Hundreds of prisoners go on the run in Rustenburg for offender championships
"It was hard but, I made it. It is an achievement for me," Gloria Moagi, 25, from Polokwane, gasped after she had bolted 1 500m without a shot having been fired, or a single bloodhound having nipped at her heels.
She completed the race without leg irons, in nine minutes and 33 seconds, having led from start to finish.
She was one of about 460 male and female prisoners from Limpopo, Mpumalanga and North West who took part in the Regional Offender Athletics Championships at the Olympia Park Stadium in Rustenburg on Wednesday and Thursday. The warders had made sure that all the gates to the venue were securely locked.
"I wanted to go to the national championship next week and that motivated me to push much harder," she panted.
Neither she nor the other competitors wanted to say what they had been jailed for.
Eighty-four prisoners qualified to represent the region at the national championship in Durban on February 18 and 19.
Cynthia Selala, from Middleburg, Mpumalanga, believed doing sport in prison would make her a better person.
"I always wanted to run since my school days," she said.
Thebe Mokunke, 32, from Rooigrond prison near Mahikeng, North West, wanted to carry on running when he was released in 2020.

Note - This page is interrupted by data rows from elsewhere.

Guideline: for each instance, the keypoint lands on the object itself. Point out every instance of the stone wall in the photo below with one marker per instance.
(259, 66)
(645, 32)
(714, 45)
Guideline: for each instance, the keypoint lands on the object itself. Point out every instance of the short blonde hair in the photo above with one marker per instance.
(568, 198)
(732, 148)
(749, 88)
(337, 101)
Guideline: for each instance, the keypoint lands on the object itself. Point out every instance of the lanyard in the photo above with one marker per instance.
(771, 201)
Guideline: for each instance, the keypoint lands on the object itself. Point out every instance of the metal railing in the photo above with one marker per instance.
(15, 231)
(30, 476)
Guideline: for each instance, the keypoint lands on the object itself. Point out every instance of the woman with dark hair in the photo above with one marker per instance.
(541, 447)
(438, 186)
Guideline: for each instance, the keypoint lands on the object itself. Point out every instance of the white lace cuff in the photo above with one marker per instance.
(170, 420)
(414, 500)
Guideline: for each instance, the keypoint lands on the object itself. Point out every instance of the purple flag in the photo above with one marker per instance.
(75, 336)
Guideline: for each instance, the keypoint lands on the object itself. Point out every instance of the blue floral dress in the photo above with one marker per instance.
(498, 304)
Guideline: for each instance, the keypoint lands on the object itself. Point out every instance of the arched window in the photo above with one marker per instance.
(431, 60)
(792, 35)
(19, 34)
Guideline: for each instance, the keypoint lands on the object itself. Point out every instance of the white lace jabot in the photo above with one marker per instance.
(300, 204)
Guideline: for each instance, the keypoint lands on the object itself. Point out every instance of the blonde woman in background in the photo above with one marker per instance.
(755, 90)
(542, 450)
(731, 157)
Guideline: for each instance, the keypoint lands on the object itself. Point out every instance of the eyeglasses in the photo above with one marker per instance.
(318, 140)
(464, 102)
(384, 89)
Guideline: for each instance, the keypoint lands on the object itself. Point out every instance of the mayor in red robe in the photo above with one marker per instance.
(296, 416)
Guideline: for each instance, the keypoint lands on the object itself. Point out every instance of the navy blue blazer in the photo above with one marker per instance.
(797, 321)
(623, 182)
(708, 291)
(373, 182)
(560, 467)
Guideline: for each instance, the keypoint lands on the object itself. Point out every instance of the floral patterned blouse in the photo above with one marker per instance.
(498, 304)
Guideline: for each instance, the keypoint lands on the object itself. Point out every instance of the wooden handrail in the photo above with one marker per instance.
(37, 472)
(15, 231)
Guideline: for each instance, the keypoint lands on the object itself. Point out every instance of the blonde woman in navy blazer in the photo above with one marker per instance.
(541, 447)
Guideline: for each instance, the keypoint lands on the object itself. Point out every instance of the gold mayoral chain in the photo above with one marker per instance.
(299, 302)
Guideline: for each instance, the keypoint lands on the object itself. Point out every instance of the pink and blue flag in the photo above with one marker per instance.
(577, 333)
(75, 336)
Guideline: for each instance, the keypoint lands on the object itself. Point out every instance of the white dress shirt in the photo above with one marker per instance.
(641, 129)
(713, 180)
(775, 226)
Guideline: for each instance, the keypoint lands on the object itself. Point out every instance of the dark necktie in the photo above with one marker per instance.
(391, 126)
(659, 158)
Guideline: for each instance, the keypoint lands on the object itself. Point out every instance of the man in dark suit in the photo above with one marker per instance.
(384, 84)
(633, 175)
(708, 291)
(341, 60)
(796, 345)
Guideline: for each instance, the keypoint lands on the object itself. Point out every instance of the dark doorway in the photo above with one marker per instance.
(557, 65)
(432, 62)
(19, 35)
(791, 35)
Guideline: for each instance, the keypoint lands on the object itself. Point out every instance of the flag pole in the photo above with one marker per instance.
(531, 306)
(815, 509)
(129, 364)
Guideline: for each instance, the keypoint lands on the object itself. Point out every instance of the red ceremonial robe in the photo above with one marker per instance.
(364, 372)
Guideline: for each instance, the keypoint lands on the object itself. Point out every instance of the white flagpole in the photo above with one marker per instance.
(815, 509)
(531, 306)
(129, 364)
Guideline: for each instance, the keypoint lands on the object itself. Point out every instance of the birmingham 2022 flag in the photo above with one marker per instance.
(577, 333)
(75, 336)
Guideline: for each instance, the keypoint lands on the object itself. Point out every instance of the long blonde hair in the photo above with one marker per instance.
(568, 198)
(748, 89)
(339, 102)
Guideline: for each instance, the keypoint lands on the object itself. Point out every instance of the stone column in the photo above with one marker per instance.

"I intend to do marathons, including the Comrades marathon. I discovered my talent in prison and want to continue running after my prison days."
Regional head of correctional services, Mandla Mkhwanazi, likened the department to a dry cleaner whose role it was to "clean" criminals. It was up to the world to accept offenders as changed people when they got back into society.
He said sport was good for offenders because it gave them hope.